But the film is not significant for its plot alone. Rather, Chabrol has constructed the film as a formal analysis of Welles’ own filmic style. Casting Welles opposite Perkins is a direct reference to Welles’ own film The Trial which also starred both actors. Drawing from The Trial’s shot compositions, Ten Days’ Wonder opens with slanted angles that only increase with their severity as Perkins washes the blood from his hands. Framing Perkins this way intentionally calls to mind the Freudian implications of Welles’ style in The Trial, forcing the audience to assess the character Charles of Ten Days’ Wonder in direct correlation with Josef K. of The Trial. This parallel is only reinforced by the relationship between the Welles characters and the Perkins characters in both films.
One may dismiss these parallels as simply an homage paid to Welles, but Chabrol pursues the cinema of Welles for analysis throughout the film. Effortlessly, Chabrol works numerous crane shots, reminiscent of Welles’ Touch Of Evil, into his film. Where the emphasis for Welles in Touch Of Evil was mise en scene, Chabrol takes a minimal approach, highlighting the gesture itself over the content. It is as if, through Ten Days Wonder, Chabrol is inviting his audience to reassess the cinema of Welles, which at the time largely ignored such later day masterworks as The Trial and Chimes At Midnight.

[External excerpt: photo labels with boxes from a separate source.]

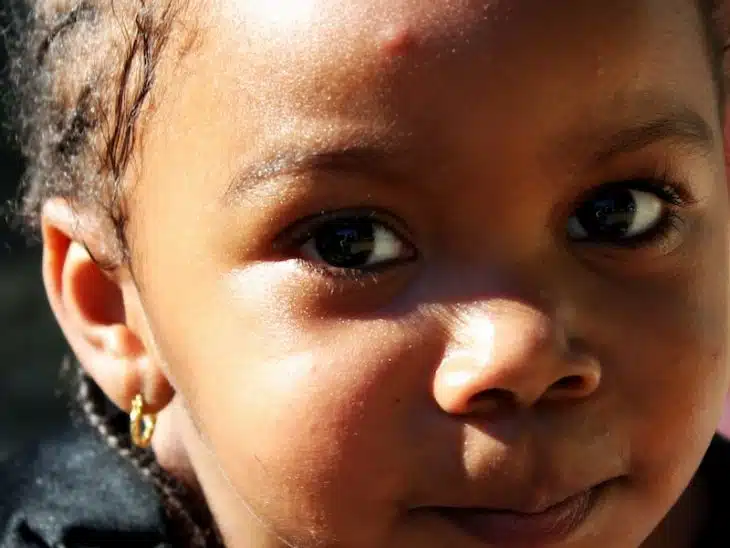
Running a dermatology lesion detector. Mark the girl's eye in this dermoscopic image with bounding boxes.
[568,187,672,244]
[300,218,407,270]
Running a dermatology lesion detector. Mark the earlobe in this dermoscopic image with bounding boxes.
[42,200,171,411]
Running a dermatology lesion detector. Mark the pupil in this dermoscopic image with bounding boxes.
[314,220,375,268]
[576,190,636,239]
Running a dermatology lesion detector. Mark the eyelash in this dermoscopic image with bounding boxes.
[275,208,418,285]
[572,177,695,250]
[274,173,694,278]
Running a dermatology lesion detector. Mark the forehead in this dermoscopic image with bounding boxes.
[139,0,717,215]
[179,0,711,137]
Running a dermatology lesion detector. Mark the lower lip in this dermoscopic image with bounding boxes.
[438,488,596,548]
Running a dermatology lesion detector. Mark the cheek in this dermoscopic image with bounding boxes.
[142,265,439,545]
[607,227,729,485]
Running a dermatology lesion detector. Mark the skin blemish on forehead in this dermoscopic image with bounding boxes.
[380,26,417,58]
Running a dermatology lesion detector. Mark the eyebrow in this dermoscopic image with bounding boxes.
[594,106,715,163]
[222,143,401,203]
[221,106,715,206]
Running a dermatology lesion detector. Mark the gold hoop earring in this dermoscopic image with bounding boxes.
[129,394,157,449]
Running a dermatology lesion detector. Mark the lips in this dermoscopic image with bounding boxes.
[429,484,604,548]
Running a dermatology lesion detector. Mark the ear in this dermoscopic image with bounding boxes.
[41,199,173,412]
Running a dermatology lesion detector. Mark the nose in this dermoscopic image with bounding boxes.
[433,303,601,414]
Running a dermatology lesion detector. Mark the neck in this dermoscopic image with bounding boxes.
[641,474,709,548]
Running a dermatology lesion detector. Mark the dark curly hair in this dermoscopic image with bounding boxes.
[4,0,728,547]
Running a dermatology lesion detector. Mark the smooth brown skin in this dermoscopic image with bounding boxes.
[38,0,728,548]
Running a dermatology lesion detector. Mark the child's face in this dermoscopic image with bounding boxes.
[118,0,728,548]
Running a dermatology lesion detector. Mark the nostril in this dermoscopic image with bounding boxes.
[550,375,585,392]
[469,388,517,408]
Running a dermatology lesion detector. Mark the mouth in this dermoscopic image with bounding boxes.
[429,483,606,548]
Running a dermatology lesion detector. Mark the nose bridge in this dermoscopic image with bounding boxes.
[434,300,600,413]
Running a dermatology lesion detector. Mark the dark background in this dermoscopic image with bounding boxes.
[0,4,67,460]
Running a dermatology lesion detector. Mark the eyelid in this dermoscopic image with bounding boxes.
[274,207,415,253]
[578,177,696,207]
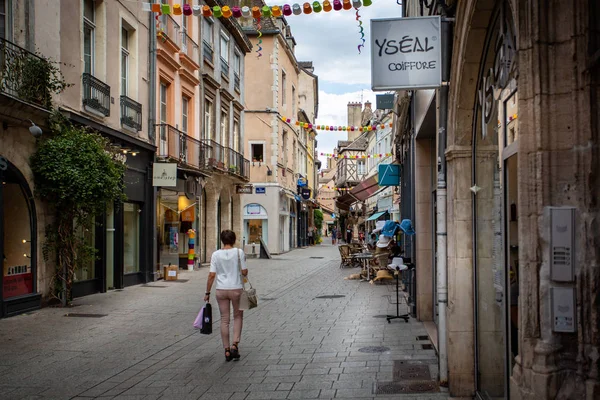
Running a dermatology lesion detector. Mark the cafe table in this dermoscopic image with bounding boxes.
[354,252,374,281]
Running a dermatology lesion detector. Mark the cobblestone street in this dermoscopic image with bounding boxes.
[0,238,446,400]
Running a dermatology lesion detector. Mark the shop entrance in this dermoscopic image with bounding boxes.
[0,156,40,317]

Chabrol adopts a direct approach to reflexivity, photographing his actors in dialogue addressing the camera directly. Chabrol cuts from these “dialogues” to various flashbacks (to which they are restricted as a precursor to). These flashbacks move in quick montages accompanied with voiceovers. The effect of this device disassociates the flashbacks from the narrative itself, complete with their own two-act structure, so that they exist as separate films within a much larger filmic complex. Each flashback is endowed with a single cinematic gesture of Welles’ as if to indicate that every individual film that a filmmaker makes is simply part of a greater whole.
The parts of the film I mention above are only a subtext running throughout Ten Days’ Wonder. The plot point of blackmail serves as a catalyst, launching Charles on a vendetta against his adoptive father Theo. At every turn, Charles breaks one of the ten commandments, replacing the God of the Bible with the father figure he has deified. Upon breaking each commandment, climaxing with the murder of Helene, Charles commits suicide.
The climax of violence and self destruction in Ten Days’ Wonder are hallmarks of Chabrol’s cinema. Theo is the puppeteer, providing every catalyst for Charles’ destructive behavior. So that in the end, Theo was playing God; just as he was deified by his adoptive children.
Chabrol does not neglect the narrative for a minute, insisting on finding the balance between art and commerce. That is, based upon my limited knowledge of Chabrol’s filmmaking career, the defining quality of his work.